Rodzice, którzy kurczowo trzymają się pępowiny swoich dzieci, nie pozwalając im w najmniejszym stopniu się jej pozbyć. Oni wiedzą wszystko lepiej, zależy im na prawdziwym dobru swoich dzieci, należy im się wdzięczność, bo przecież wszystko robią dla nich, są specjalistami od wychowywania, więc wiedzą ile powinni mieć dzieci ich dzieci i jak należy prowadzić wnuki.
Nasi domowi, lokalni, swojscy …. terroryści.
Zapomnieli, że Słowo Boże mówi do ich dzieci, że trzeba zostawić ojca i matkę i związać się ze swoją żoną i być z nią jedno. Oni są gotowi poprawić Biblię, bo przecież… No właśnie, bo co? To są ich dzieci? Mają prawo, bo urodzili, wykarmili, dali pieniądze na mieszkanie, dofinansowują?
Niestety spotykam Was w swoim życiu. Wy przychodzicie po pomoc dla swoich dzieci, które są niewdzięczne; nie przychodzicie po pomoc dla siebie. Wam nie można zwrócić uwagi. A wasze dzieci, terroryzowane przez lata, nie mają odwagi powiedzieć wam, że spotkania z wami odchorowują całymi dniami.
A co by się stało, gdybyś uzbrojony mocą z wysoka, wierząc bardziej Słowu Bożemu niż sobie, powiedział: dziękujemy za wszelką pomoc od was uzyskaną, ale niestety musimy się z wami na jakiś czas pożegnać, aż uznacie naszą autonomię. Jesteście zawsze u nas mile widziani, ale pod warunkiem, że wszelkie komentarze na temat naszego życia zostawicie za drzwiami. Jeśli tego nie potraficie, to nas nie odwiedzajcie.
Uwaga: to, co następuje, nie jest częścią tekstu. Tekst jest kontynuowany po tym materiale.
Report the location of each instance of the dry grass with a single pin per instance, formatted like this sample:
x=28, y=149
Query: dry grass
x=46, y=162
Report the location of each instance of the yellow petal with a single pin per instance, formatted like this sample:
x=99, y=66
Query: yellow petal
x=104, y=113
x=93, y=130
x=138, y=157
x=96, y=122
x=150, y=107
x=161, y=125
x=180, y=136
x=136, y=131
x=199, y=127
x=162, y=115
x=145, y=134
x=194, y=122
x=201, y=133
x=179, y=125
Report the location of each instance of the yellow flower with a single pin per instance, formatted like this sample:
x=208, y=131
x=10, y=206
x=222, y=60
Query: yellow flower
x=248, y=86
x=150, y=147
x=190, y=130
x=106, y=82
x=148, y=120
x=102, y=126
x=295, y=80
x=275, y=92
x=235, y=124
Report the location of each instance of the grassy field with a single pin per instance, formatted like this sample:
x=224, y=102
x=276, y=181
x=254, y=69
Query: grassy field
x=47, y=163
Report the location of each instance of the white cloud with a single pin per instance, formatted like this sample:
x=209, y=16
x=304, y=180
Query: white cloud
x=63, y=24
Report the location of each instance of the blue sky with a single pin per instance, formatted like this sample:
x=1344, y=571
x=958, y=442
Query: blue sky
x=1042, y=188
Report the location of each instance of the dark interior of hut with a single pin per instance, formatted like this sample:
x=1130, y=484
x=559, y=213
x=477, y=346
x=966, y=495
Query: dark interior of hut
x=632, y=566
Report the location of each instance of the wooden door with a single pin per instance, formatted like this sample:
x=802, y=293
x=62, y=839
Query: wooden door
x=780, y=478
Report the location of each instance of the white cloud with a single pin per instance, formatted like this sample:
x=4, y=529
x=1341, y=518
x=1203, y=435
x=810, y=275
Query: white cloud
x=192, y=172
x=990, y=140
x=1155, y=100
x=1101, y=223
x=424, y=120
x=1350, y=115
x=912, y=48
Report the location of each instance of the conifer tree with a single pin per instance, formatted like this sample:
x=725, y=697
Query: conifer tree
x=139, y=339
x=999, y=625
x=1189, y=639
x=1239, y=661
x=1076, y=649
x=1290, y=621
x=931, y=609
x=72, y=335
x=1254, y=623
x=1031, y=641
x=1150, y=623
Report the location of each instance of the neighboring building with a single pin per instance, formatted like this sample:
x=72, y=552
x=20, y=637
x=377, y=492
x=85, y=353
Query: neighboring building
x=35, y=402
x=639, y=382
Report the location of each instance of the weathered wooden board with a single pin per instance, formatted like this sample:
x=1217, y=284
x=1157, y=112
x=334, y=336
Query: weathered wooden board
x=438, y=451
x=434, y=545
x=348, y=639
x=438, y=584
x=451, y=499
Myślisz, że dasz radę to powiedzieć? Czy świat się po tym skończy? Bo wiesz, tata może na ciebie nakrzyczeć, albo się obrazi. Albo twoja mama się rozpłacze, ty niewdzięczniku. Wczoraj napisała do mnie jedna kobieta, która mieszka razem z teściami. Mieszka z synkiem teściowej, który nie ma możliwości stać się mężem, bo jest bardziej synkiem. I ja płaczę razem z nią. Zwracam się do was, którzy jeszcze potraficie obronić swoje małżeństwa: walczcie o nie, pozwólcie waszym rodzicom zajmować się ich własnym małżeństwem. Ale swoje chrońcie przed ich dyktatem.
A wy, którzy macie to szczęście mieć rodziców, którzy są wierni Słowu Bożemu, módlcie się dziś szczególnie o odwagę dla synów i córek.
Modlę się za Was, kochani moi, całym sercem.